I’m going to start off by saying I have NOT done research on what I’m about to say. Normally I like to be backed by some sort of vetted article from JSTOR or an encyclopedia, but this article will be more about feeling.
As you are aware (I hope) the Coronavirus has become the pandemic of the decade (and we are barely 3 months into the roaring 20s). Around me senior centers are shutting down, schools are shutting down, the stock market is tanking, places, where large people gather together, are closing. I work for a university and a theatre, and run my own lil theatre company; my immediate livelihood is becoming more and more precarious.
I recently watched the movie It Comes At Night with my boyfriend, and one thing I brought up was how though I didn’t find the movie to be scary, it fits along with the style of horror that we have seen become a main horror staple of the late 2010s (Birdbox totally beat out It Comes At Night in my opinion).

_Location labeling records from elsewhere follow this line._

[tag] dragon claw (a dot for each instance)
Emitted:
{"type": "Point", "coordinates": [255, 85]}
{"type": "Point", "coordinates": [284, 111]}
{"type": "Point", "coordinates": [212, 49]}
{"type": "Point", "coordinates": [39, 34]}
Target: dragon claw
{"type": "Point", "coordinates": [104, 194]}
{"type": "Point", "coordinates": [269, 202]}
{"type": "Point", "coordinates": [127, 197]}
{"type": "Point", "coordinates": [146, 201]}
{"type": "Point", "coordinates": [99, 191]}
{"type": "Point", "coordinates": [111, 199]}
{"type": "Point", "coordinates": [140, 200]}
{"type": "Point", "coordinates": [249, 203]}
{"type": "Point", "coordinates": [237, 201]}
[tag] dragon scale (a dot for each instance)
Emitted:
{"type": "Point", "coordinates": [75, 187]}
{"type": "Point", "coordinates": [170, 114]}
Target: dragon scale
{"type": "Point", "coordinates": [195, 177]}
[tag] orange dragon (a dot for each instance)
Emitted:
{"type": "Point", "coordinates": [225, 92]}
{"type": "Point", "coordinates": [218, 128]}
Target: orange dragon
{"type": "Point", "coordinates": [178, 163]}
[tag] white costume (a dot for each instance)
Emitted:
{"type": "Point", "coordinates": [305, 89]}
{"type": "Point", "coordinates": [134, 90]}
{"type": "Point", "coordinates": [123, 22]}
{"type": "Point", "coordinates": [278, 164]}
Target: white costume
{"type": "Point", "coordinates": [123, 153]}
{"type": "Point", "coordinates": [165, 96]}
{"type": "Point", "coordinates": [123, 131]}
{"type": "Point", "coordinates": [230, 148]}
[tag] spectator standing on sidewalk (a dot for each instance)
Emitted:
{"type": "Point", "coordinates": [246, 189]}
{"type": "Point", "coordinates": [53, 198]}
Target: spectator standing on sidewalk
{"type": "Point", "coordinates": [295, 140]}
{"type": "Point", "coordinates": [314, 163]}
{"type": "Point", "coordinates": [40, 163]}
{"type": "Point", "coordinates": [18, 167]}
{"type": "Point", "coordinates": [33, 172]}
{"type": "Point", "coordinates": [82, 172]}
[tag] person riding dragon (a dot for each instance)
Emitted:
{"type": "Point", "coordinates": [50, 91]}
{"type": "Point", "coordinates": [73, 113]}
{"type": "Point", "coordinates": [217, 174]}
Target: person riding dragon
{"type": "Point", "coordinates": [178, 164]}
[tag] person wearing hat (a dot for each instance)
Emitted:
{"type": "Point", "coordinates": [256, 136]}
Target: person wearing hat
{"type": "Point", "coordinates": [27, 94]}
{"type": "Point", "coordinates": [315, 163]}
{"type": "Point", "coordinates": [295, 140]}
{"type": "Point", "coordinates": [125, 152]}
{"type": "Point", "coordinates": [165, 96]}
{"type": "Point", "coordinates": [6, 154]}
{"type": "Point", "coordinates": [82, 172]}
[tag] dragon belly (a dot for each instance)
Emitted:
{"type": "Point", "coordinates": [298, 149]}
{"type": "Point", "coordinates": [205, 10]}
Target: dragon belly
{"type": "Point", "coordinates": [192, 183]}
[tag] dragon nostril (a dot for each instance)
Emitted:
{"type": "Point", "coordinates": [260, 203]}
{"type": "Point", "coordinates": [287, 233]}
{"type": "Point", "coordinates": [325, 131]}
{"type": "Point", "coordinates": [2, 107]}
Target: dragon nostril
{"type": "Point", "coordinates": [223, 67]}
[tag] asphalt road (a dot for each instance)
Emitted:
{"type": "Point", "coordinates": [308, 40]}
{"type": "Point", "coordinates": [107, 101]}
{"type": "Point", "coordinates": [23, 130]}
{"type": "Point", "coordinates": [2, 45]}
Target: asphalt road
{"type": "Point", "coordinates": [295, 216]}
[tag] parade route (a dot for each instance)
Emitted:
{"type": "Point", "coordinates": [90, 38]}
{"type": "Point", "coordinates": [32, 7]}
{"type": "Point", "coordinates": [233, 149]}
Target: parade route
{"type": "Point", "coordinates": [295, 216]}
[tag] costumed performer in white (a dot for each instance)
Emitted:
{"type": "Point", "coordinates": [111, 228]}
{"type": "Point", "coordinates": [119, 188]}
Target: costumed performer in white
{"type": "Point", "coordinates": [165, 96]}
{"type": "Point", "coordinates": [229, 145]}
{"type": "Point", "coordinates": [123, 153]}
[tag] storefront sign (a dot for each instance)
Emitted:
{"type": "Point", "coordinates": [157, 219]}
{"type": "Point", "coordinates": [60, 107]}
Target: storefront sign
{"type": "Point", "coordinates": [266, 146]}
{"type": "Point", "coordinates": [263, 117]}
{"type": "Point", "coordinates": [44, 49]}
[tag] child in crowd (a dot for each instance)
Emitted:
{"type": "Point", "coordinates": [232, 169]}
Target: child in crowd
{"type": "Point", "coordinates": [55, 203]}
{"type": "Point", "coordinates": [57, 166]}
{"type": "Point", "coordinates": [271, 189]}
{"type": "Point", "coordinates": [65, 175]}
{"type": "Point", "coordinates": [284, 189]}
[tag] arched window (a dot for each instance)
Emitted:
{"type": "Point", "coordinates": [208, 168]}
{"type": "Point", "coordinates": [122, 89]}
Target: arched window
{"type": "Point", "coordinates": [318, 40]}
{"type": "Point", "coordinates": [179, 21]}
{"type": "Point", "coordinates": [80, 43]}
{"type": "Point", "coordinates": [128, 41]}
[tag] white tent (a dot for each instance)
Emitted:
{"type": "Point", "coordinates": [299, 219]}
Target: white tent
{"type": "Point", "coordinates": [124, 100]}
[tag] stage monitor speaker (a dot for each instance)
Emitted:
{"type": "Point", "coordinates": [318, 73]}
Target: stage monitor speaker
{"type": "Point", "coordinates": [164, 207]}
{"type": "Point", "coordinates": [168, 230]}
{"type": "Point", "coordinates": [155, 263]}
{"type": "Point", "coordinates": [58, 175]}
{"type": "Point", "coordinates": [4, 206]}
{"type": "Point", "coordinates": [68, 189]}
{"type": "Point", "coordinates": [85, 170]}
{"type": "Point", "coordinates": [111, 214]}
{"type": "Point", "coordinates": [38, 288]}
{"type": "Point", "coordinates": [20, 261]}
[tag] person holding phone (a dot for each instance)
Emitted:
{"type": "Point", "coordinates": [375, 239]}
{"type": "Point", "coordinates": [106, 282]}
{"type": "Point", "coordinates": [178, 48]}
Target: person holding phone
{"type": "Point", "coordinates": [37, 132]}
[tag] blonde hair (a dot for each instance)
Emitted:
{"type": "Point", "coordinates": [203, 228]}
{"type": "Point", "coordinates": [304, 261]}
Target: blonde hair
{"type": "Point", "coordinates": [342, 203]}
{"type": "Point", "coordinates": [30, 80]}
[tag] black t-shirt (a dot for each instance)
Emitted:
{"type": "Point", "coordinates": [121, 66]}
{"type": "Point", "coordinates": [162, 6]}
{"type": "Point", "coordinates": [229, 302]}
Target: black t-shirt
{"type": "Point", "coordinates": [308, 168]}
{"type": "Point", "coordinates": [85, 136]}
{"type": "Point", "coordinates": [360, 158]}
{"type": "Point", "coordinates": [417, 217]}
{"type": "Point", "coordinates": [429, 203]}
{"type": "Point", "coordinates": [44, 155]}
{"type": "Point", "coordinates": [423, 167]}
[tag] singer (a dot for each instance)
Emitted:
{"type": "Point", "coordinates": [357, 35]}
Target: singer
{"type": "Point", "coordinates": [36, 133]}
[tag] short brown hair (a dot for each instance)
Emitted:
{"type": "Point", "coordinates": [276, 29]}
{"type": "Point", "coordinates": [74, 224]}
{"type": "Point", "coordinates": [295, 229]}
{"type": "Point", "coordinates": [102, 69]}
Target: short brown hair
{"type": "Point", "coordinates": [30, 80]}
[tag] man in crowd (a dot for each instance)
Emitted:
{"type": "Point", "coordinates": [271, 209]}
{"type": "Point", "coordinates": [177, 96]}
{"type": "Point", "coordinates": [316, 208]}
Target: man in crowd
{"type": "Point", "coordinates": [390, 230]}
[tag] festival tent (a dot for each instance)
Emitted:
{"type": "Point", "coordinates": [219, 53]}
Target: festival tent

I feel that we are all fascinated by the idea of pandemics, whether based off of actual pandemics such as The Ghost Map or Love in the Time of Cholera, or fictional, extraordinary pandemics like World War Z: An Oral History of the Zombie War (yes I include zombies, and most other transformation horrors brought on by contact with another being, as pandemic). If you do a basic Google search on books about pandemics, there is a headline by The Vulture named “The Best Pandemic Books to Read During Coronavirus”. And it’s not the only one!
These stories, whether based on fact or purely fiction, play on a very real and viable fear. Getting sick. Because we have all caught something from someone else. That’s the basis of all those weird sex education videos we watched in health class. It’s always something that could happen but it seems far away and distant. We hear about Ebola in Africa all the time and I rarely see that get news coverage. But if Ecoli outbreaks in our precious romaine WATCH OUT! That’s not to make light of the situation, but as soon as that sickness, that outbreak, that pandemic hits home (I guess it becomes an epidemic then?), its all suddenly very real and very scary.
Not only that, but it gives way to xenophobia. And as I touched on in my previous post, America’s climate is ripe for xenophobia and for distinct lines between me and you. Almost all of these stories focus on the survival after the onset of the disease; we are immediately thrust into the barren wastelands of a post-apocalyptic, dystopian world where the protagonist kicks ass, has a trusty sidekick who has a 50/50 chance of catching the virus and dying/turning, and they meet someone along the way who they think they can trust and ends up screwing them over and that is who the protagonist has to overcome. A basic formula, but one we keep returning to. Ridding ourselves of the other and keeping our identity. We are craving to see ourselves survive and triumph.
And I have to admit I have had Mandel’s Station Eleven on my list to read for a while. I watched the movie World War Z with my friend and we swooned over the courage of Brad Pitt. I devoured The Ghost Map when it was required reading in college (and even wrote a very odd slash fanfiction as a gift for a friend because obviously these two people who never came in contact with one another and were busy focusing on solving a deadly disease spreading throughout London were meant to be together).
It’s completely morbid and absolutely horrifying to be living through it, yet we have these best selling novels, some of which become blockbuster movies, flying off the shelves. It’s like living through it isn’t enough. Or maybe it’s too much to live through and it’s better to focus on the bizarre fictional world, or sicknesses that have come and gone and have almost been forgotten. A disassociation by association.
In a fit of curiosity, I wanted to see how mainstream movies about pandemics are in American popular culture…and it seems that the ’80s was when this genre really broke out onto the scene and has continued strong ever since. Blade and Underworld are major franchises built off this genre. In literature, it goes back even further (anyone else had to read The Decameron?).
Pandemics are nothing new, we have lived through them and will continue to do so. I think the presence of social media has made everything that much more immediate. Our fascination for the horror of something real and threatening will never go away. It’s like a sort of weird cousin of the high-place phenomenon. But you can experience it in bed, snuggled up under covers.
This all makes me wonder a couple years down the line, what stories are going to be written about the COVID-19. Who will write the story of a potential 2% of the world population becoming infected (which is well of 6 million people). Will they capture the hushed horror that is blanketing those who are at risk? The outcry at the dropping stock market? The lines in stores for water and toilet paper? Will they even cover what led to the destruction of life as we know it, or jump straight to the action and ignore the panic that happened before? If so, what will our wasteland be? Who will be our protagonist? And will we be saved?